One Brick
- Formation: 2001
- Type: Service club
- Region served: World Wide
- Membership: 100,000
- Key people: Clive Charlwood, Dave Shefferman, Brian Gee
- Website: http://www.onebrick.org

= One Brick =

One Brick is a 501(c)(3) non-profit service organization organized in twelve cities in the United States.

==History==

One Brick was founded in San Francisco in 2001. The founders were three friends, who recognized that a large number of volunteers are put off the volunteer experience by the necessity to attend orientations and make a regular commitment to a particular organization. The goal of One Brick is therefore to provide a sustainable volunteer pool to non-profit organizations by making the volunteer experience convenient and social.

With growth of the San Francisco chapter, new One Brick chapters were founded in New York (2002), Chicago (2004), Washington, DC (2006), Minneapolis (2008), Seattle (2009), Orlando (2010), Detroit (2011), Silicon Valley(2011), Philadelphia (2012), Los Angeles (2012), Boston (2012) One Brick Builds (2017) and New Orleans (2018).

Since it started, One Brick has contributed almost 630,000 volunteer hours (315 person years) to non-profit organizations in these cities. One Brick has also hosted over 25 work teams in New Orleans where they have contributed to assisting reconstruction efforts for communities affected by Hurricane Katrina. In 2017 One Brick founded the new One Brick Builds chapter to assist rebuilding in New Orleans but also in other distant communities hit by natural disaster such as Baton Rouge, Columbia SC (Hurricane Joaquin), Wall Township NJ (Hurricane Sandy).

==Structure==

One Brick membership is open to individuals 21 or older. Volunteers join through the organization's website, and are then able to register for One Brick events, which are listed on an online calendar. Volunteers sign-up for events that interest them and fit within their schedules. As the organization is built on the premise of "commitment-free volunteering," volunteers are not required to attend a minimum number of events.

One Brick 'event managers' liaise between volunteers and representatives of partner non-profits, and organize after-event socials. The managers are volunteers who have undergone training to be able to coordinate the needs of the volunteers and non-profit partner organizations. The primary role of the manager is to ensure that the volunteers know where and when an event is taking place and to provide records of which members attended an event to chapter management.

Within an individual One Brick chapter, a management team oversees administration.
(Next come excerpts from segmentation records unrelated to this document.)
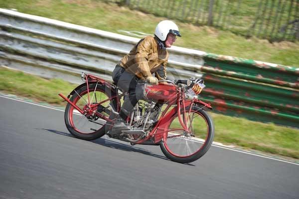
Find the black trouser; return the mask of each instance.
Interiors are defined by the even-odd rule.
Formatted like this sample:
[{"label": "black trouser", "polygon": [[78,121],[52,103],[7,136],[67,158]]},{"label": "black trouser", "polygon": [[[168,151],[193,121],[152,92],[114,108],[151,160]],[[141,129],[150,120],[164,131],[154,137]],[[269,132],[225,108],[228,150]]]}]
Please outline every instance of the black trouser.
[{"label": "black trouser", "polygon": [[112,72],[112,79],[118,87],[129,94],[125,98],[120,113],[120,116],[126,120],[138,101],[144,97],[145,82],[118,64]]}]

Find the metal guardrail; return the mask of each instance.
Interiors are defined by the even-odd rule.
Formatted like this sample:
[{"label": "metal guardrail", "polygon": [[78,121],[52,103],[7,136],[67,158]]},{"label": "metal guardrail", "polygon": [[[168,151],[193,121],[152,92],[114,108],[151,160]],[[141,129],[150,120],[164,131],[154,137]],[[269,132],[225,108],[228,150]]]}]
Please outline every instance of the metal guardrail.
[{"label": "metal guardrail", "polygon": [[[0,64],[77,82],[84,71],[111,80],[138,38],[0,8]],[[168,75],[201,77],[216,112],[299,127],[299,68],[172,46]]]}]

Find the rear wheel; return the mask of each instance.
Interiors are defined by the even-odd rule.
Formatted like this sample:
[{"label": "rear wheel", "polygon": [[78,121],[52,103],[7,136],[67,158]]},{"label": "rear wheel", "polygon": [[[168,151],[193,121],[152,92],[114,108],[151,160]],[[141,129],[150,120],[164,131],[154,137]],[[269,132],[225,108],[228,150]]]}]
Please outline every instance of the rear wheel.
[{"label": "rear wheel", "polygon": [[[190,107],[186,107],[188,112]],[[181,163],[196,161],[203,156],[211,147],[214,134],[212,119],[201,108],[192,106],[185,118],[188,131],[184,131],[179,122],[177,113],[168,122],[168,130],[160,147],[165,156],[171,160]]]},{"label": "rear wheel", "polygon": [[[89,96],[86,86],[79,88],[70,100],[81,110],[90,111],[83,115],[68,103],[64,119],[68,131],[74,137],[85,140],[93,140],[104,135],[112,126],[111,124],[99,118],[94,113],[112,119],[117,115],[112,111],[112,107],[117,111],[118,108],[117,100],[114,98],[90,109],[90,105],[107,100],[114,94],[108,87],[96,83],[89,85]],[[88,103],[89,100],[90,103]]]}]

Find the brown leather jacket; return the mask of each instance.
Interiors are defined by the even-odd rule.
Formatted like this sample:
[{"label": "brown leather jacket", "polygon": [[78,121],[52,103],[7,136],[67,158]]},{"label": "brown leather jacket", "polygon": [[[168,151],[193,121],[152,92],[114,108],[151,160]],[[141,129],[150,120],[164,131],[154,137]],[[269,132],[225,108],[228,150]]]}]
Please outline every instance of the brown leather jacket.
[{"label": "brown leather jacket", "polygon": [[154,72],[158,80],[166,79],[168,53],[159,47],[156,37],[141,39],[119,63],[126,70],[145,80]]}]

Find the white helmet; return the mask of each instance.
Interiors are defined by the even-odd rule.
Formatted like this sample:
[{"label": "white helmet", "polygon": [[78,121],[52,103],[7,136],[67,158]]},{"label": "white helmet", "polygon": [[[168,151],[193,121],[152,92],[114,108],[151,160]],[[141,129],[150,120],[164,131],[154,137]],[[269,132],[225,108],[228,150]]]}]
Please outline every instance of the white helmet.
[{"label": "white helmet", "polygon": [[178,27],[175,23],[168,20],[164,20],[158,23],[154,31],[154,35],[161,41],[164,41],[169,32],[178,36],[181,36],[178,30]]}]

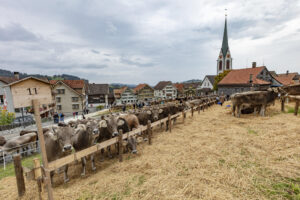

These activities include reaching out to non-profit partners to set up new One Brick events, fundraising, and marketing. The management team is staffed entirely by volunteers, who are typically experienced One Brick managers. At the national level, One Brick is run by an Executive Director, who ensures collaboration between the chapters in different cities.

==Activities==

One Brick operates by connecting volunteers with non-profit partner organizations. Over 1,600 organizations have partnered with One Brick, including Habitat for Humanity, American Heart Association, DC Central Kitchen, and the Greater Chicago Food Depository. The exact activity performed by volunteers on the day of an event depends on the mission of the non-profit partner, but typical examples include sorting charitable contributions, preparing food for disadvantaged members of the community, assisting at fund-raising galas and helping to clean up parks and green spaces. One Brick events usually last 3–4 hours. After each event, the One Brick manager organizes a get-together for the volunteers to socialize. This social aspect is considered a key feature of the One Brick volunteer experience.